Liposomal irinotecan plus nimotuzumab takes on immunotherapy-refractory NPC

21 Jan 2026
Jairia Dela Cruz
Jairia Dela Cruz
Jairia Dela Cruz
Jairia Dela Cruz
Liposomal irinotecan plus nimotuzumab takes on immunotherapy-refractory NPC

In patients with recurrent or metastatic nasopharyngeal carcinoma (NPC) refractory to immune checkpoint inhibitor (ICI) therapy, the combination of liposomal irinotecan plus nimotuzumab yields meaningful clinical activity while having favourable tolerability, as shown in a phase II study.

At a median follow-up of 9.25 months, the primary endpoint of objective response rate was 36.1 percent (95 percent confidence interval [CI], 20.8–53.8) among the 36 patients (median age 43 years, 86.1 percent male) who received the combination. [ESMO Asia 2025, abstract 670MO]

Of the patients, 13 had partial responses, nine had stable disease, 11 had progressive disease, and three were unevaluable. The disease control rate was 61.1 percent (95 percent CI, 43.5–76.9), and the median duration of response was 2.3 months (95 percent CI, 1.3–3.3).

The median progression-free survival was 3 months (95 percent CI, 2.1–3.9), while the median overall survival was not reached. At data cutoff, the 6-month overall survival rate was 82.6 percent.

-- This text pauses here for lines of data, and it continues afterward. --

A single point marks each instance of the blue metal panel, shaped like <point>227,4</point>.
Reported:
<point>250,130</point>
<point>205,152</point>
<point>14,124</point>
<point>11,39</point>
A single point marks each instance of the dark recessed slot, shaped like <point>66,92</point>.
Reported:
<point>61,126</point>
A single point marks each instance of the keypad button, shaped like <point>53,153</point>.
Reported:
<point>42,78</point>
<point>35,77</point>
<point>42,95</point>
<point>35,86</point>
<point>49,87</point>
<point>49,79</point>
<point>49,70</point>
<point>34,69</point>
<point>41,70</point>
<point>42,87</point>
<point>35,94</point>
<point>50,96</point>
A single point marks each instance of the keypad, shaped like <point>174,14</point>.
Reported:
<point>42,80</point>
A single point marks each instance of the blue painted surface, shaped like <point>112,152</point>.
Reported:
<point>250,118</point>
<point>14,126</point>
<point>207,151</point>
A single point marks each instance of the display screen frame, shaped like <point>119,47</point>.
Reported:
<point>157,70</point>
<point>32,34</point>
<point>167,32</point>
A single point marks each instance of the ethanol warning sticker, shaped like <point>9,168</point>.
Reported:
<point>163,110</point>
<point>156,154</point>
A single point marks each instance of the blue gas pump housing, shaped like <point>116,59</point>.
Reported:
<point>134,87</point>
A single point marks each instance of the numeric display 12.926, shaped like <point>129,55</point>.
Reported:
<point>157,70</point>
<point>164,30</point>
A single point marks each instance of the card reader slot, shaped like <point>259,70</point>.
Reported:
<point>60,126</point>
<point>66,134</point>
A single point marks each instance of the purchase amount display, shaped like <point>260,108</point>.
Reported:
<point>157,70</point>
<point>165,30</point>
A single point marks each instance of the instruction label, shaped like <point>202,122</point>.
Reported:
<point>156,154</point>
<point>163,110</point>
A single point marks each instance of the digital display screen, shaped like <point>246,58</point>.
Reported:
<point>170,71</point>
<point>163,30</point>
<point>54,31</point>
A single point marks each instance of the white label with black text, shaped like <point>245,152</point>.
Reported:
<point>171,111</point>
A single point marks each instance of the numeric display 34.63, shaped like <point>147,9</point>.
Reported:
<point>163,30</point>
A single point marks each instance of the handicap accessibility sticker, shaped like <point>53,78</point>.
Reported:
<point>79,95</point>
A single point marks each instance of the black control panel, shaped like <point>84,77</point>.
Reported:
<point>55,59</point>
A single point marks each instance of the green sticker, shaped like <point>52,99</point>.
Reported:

A ≥50-percent reduction in plasma Epstein–Barr virus DNA at first post-treatment assessment correlated with higher objective response rate (p=0.046).

In terms of safety, grade ≥3 treatment-related adverse events occurred in 22.2 percent of patients. The most common were diarrhoea (8.3 percent), leukopenia (8.3 percent), and neutropenia (5.6 percent). No treatment-related deaths were reported.

These findings position liposomal irinotecan plus nimotuzumab as a viable treatment alternative, “particularly for patients who cannot tolerate high-intensity chemotherapy,” said first study author Dr Shuiqing He from Sun Yat-Sen University Cancer Center in Guangzhou, China.

Liposomal irinotecan is a topoisomerase I inhibitor formulated to enhance tumour accumulation, whereas nimotuzumab targets EGFR—which is highly expressed in NPC—to inhibit tumour proliferation and signalling. This combination regimen, according to He, has the potential to address the unmet clinical need in a high proportion of recurrent or metastatic NPC patients who progress after first-line immunotherapy, given that “current salvage therapies post-ICI offer limited efficacy and significant toxicity.”

The trial population included patients with pathologically confirmed recurrent or metastatic NPC who had progressed on at least one line of anti-PD-1 immunotherapy (monotherapy or combination), had at least one measurable lesion, and had ECOG PS score of 0 or 1.

Treatment consisted of two phases. In the combination phase, the patients received liposomal irinotecan at 70 mg/m2 plus nimotuzumab at 400 mg, administered intravenously once every 2 weeks for up to 8 cycles. In the maintenance phase, the patients could continue receiving single-agent nimotuzumab at the discretion of the investigator until disease progression or unacceptable toxicity.